Bila mengarang, judul favoritku pastilah Kerja Bakti. Beberapa kali mengarang tema itu, selalu kubuka dengan alinea pertama yang sama. Begini: Sudah menjadi kebiasaan di sekolahku, setiap Sabtu diadakan kerja bakti. Anak-anak membawa cangkul, sabit, dan sapu. Sudah. Sampai di situ macetlah sudah.  

Tapi seingatku aku juga pernah menjajal judul lain yaitu Bertamasya. Kugarap dengan gaya kronologis. Pagi-pagi buta aku sudah bangun. Lalu aku mandi. Lalu aku ganti baju. Lalu sarapan. Lalu..lalu… Pokoknya untaian kata-kataku kusambung dengan kata lalu dan lalu. Mengejutkan, kali ini karanganku mencapai satu lembar seperempat. Tapi tentu masih dengan huruf segajah-gajah.
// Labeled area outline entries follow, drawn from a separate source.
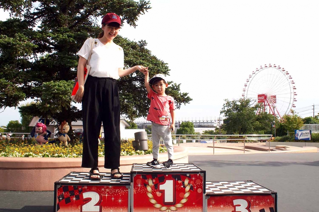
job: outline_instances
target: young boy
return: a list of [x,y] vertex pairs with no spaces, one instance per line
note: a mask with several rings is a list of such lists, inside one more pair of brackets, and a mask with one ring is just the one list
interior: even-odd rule
[[[175,129],[175,106],[174,99],[167,95],[165,89],[168,86],[165,77],[161,74],[156,74],[149,81],[148,71],[145,75],[145,87],[147,90],[147,97],[151,99],[151,105],[146,120],[152,122],[152,142],[153,143],[153,160],[147,162],[149,166],[159,168],[158,154],[160,148],[160,139],[162,136],[167,149],[168,160],[163,163],[166,168],[169,168],[173,164],[173,144],[171,131]],[[150,86],[154,89],[154,92]],[[170,117],[172,124],[170,125]]]

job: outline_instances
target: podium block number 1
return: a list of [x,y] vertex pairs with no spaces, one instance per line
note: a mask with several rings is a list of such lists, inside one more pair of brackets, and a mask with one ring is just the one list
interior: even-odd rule
[[175,203],[175,188],[174,181],[166,180],[162,184],[160,184],[160,192],[164,193],[163,203],[165,205],[174,204]]

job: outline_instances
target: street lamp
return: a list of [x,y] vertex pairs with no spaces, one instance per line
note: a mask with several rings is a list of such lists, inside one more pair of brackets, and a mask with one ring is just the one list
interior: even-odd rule
[[275,132],[275,137],[276,137],[276,115],[275,115],[275,108],[276,108],[276,105],[272,105],[274,111],[274,131]]

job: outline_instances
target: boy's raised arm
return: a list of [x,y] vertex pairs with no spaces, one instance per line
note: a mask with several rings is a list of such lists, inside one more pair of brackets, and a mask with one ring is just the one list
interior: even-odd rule
[[145,73],[144,73],[144,75],[145,75],[145,87],[146,88],[146,90],[147,90],[147,92],[149,93],[151,91],[151,90],[152,88],[151,88],[151,87],[150,86],[150,84],[149,83],[149,79],[148,79],[148,70],[146,69],[147,71]]

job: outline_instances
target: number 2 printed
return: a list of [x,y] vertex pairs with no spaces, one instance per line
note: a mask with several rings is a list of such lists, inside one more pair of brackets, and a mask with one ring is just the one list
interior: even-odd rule
[[102,206],[100,205],[101,195],[94,191],[88,191],[82,193],[83,201],[88,200],[81,206],[81,212],[101,212]]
Aku tidak tahu persis kapan skill menulisku bertumbuh. Rasanya mengalir seperti biasa. Seperti halnya aku bisa bermain gitar tanpa dimulai dengan obsesi menjadi seorang gitaris. Saat SMP kemampuan mengarangku mulai mekar. Teman sebangkuku, Slamet (alm)  pinter menulis puisi. Salah satu judulnya Taman Hati. Aku terkesima sampai akhirnya aku tahu bahwa karya itu ternyata dijiplak dari lirik lagu lama.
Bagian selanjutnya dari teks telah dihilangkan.